Publication year - 2018
Publication title -
british journal of dermatology
Language(s) - English
Resource type - Journals
SCImago Journal Rank - 2.304
H-Index - 179
eISSN - 1365-2133
pISSN - 0007-0963
DOI - 10.1111/bjd.16239
Subject(s) - psoriasis , medicine , nonalcoholic fatty liver disease , adipokine , proinflammatory cytokine , adiponectin , systemic inflammation , insulin resistance , inflammation , population , fatty liver , immunology , comorbidity , disease , gastroenterology , insulin , environmental health
Summary Patients with psoriasis are at an increased risk for nonalcoholic fatty liver disease ( NAFLD ) compared with the general population. However, the pathophysiology underlying this comorbidity and elucidation of effective treatment strategies are unclear.
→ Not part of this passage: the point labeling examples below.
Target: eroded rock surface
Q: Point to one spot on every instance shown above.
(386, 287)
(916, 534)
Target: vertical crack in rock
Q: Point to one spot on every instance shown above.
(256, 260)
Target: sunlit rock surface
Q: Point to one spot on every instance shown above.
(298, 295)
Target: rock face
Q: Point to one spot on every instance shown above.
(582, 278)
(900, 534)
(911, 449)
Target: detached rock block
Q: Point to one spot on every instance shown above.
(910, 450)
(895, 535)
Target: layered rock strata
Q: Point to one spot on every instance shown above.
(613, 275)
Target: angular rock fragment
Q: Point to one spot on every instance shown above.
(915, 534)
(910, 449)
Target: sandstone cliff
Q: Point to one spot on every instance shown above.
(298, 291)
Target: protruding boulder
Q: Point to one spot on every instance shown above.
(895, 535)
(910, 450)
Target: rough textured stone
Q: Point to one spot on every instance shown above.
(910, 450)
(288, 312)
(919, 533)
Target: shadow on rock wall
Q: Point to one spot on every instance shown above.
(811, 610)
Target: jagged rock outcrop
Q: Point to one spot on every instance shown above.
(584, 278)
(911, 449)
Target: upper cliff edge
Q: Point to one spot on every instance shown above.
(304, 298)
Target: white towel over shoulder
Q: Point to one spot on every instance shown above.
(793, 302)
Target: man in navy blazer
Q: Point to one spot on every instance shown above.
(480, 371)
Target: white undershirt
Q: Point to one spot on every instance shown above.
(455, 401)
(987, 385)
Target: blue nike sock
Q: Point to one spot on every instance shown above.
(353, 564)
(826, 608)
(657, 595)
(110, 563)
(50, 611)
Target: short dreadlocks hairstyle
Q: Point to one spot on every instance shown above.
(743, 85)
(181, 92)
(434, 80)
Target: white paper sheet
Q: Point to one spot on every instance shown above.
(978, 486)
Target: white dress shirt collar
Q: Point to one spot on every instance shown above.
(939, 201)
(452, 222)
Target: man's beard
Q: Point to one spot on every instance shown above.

This review provides insights into the possible role of chronic, low‐grade inflammation in the pathogenesis of NAFLD in patients with psoriasis. Both conditions are associated with increased levels of proinflammatory adipokines (such as tumour necrosis factor‐α and interleukin‐6) and hepatokines, and decreased levels of adiponectin, an anti‐inflammatory adipokine. This imbalance in inflammatory mediators could result in insulin resistance and, thereby, facilitate the occurrence and progression of NAFLD in a multistep manner. All patients with psoriasis should, therefore, be considered candidates for NAFLD screening and managed accordingly. Given the common aetiology of inflammation between these conditions, it is hypothesized that biological therapies for psoriasis may attenuate the systemic inflammatory process and progression of NAFLD in patients with psoriasis.